Enable it by setting a non-zero retention on the master:

weed master -deletionRetention=72h
# or, when running the combined server:
weed server -master.deletionRetention=72h

Notes:

  • The default is 0, which disables Data Recovery.
  • The value must be non-negative and is not hot-reloadable — restart the master to change it.
  • The auto-installed default 25 TB trial license caps retention at 1 hour; install a full license to use longer windows.

2. Metadata Log Analysis

The Admin server subscribes to the filer’s metadata change log and replays events within the retention window on demand. Each deletion is classified as either:

  • A normal deletion: the original file entry was removed.
  • An S3 delete marker: a versioned object was hidden behind a delete marker under <bucket>/<object>/.versions/.

The scan is stateless and paginated. Each request reads a fresh window from the log, so the Admin server does not maintain a separate recovery catalog.

3. Restore

For a normal deletion, SeaweedFS rereads the retained chunks from the volumes, including data still marked deleted, uploads fresh copies, and recreates the file entry at the chosen path. The restore path preserves inline data, chunk manifests, and server-side encryption metadata. For an S3 delete marker, SeaweedFS removes the marker so the previous version becomes visible again.

Options at restore time:

  • Target path: restore in place or to a new location.
  • Conflict mode: fail (leave an existing target untouched), overwrite, or rename (append a timestamp suffix).
  • Parent recovery: recreate missing parent directories, restoring their original metadata where the log still has it.

Using It from the Admin UI

  1. Enable retention on the master (above) and open the Admin UI.
  2. Go to Management -> Data Recovery (/object-store/undelete).
  3. Click Scan, then filter by path prefix, glob, or time range.
  4. Restore a single file with the row action, or select many and use Batch Restore.

The same operations are available over HTTP for automation:

Endpoint Method Purpose
/api/undelete/settings GET Whether recovery is enabled, and the retention window
/api/undelete/search GET List recoverable deletions (filterable, streamable)
/api/undelete/event/{eventId} GET Details for a single deletion
/api/undelete/event/{eventId}/restore POST Restore one file
/api/undelete/restore-batch POST Restore many files at once

Why Do Customers Need It?

  • Shorter recovery time: Restore a mistakenly deleted file or selected batch directly from the Admin UI instead of starting with a snapshot restore.
  • Protection against high-blast-radius deletes: Keep a configurable recovery window for bad scripts, wrong-prefix deletes, and delete-heavy operational mistakes.
  • S3-aware recovery: Resolve versioned-bucket delete-marker incidents without manually listing and removing markers.
  • Lower operational overhead: Recovery uses retained data and the existing metadata log, so there is no separate recovery catalog to deploy.
  • Better incident review: Operators can inspect the path, timestamp, object type, and restore target before taking action.

Requirements & Limits

  • Requires a valid SeaweedFS Enterprise license and -deletionRetention greater than 0.
  • Only deletions inside the retention window are recoverable; older events age out of the log and their data is vacuumed away.
  • Objects with a TTL may not be recoverable.
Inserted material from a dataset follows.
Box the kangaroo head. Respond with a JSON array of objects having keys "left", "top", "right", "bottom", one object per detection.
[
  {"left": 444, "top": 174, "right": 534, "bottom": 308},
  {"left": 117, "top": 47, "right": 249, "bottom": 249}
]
TTL expiry runs on its own schedule, independent of the deletion-retention window, so a TTL object’s data can be reclaimed once its TTL elapses — even inside the recovery window.
  • fs.log.purge will not prune metadata-log entries inside the retention window by default (use -force to override), preserving what Data Recovery depends on.
  • Data Recovery complements backups and disaster recovery. Keep independent backups for storage failure, cluster loss, regulatory retention, and security incidents that go beyond recoverable delete events.

Note: If your enterprise license expires, SeaweedFS falls back to the open source behavior and Data Recovery is disabled. Data already retained on disk remains until the normal vacuum reclaims it.